We shouldn’t care more about platitudes and stagecraft than about history and reality. We shouldn’t care how many times Bush appears with Ellen or the Obamas. We shouldn’t care about his paintings or his folksiness. Simply put: we shouldn’t allow Bush nostalgia and hagiography to be a thing — and we absolutely shouldn’t respect preening pundits and celebrities who think wistfully longing for Bush is a way to brandish their bipartisan integrity, civility, and anti-Trump bonafides.
The understandable loathing of Trump, and the desire to negatively compare him to other presidents, must not prompt us to flush the facts of the Bush years down the memory hole.
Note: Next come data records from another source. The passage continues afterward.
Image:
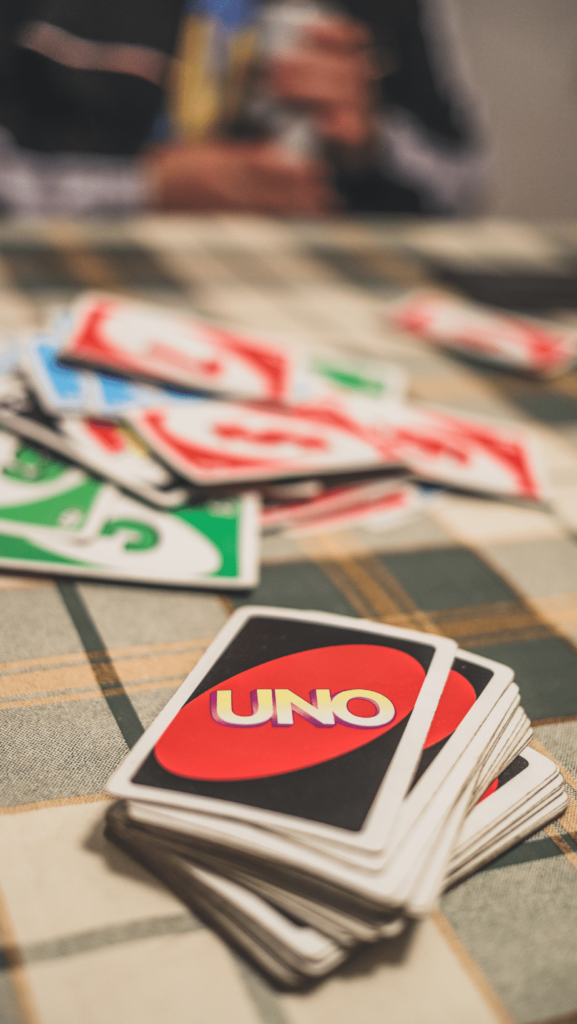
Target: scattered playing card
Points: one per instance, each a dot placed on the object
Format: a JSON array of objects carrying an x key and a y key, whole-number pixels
[
  {"x": 56, "y": 519},
  {"x": 375, "y": 505},
  {"x": 468, "y": 454},
  {"x": 71, "y": 390},
  {"x": 155, "y": 344},
  {"x": 104, "y": 448},
  {"x": 505, "y": 339},
  {"x": 210, "y": 442}
]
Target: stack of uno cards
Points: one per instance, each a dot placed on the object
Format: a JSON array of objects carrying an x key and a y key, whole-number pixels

That kind of historical revisionism and immunity is part of how we ended up with Trump in the first place.
Trump was the scion of a wealthy family who failed in business, became a reality TV clown, was accused of fleecing investors and sexual misconduct — and won the presidency, anyway.
He is, in other words, the human personification of how our society has come to never hold rich powerful elites accountable for anything. His electoral success was the culmination of a nihilistic impulse that says a political candidate’s record, actions, and behavior should have nothing to do with how we perceive them, and what rewards we are willing to give them.
Praising and normalizing George W. Bush is not a way to fix that deeper societal pathology that birthed the Trump presidency. On the contrary, rehabilitating Bush exemplifies and intensifies that pathology.
Bush and Trump are both monsters. If you want to criticize Trump — which I encourage — find a way to do it without touting or pining for the other monster. That shouldn’t be too much to ask.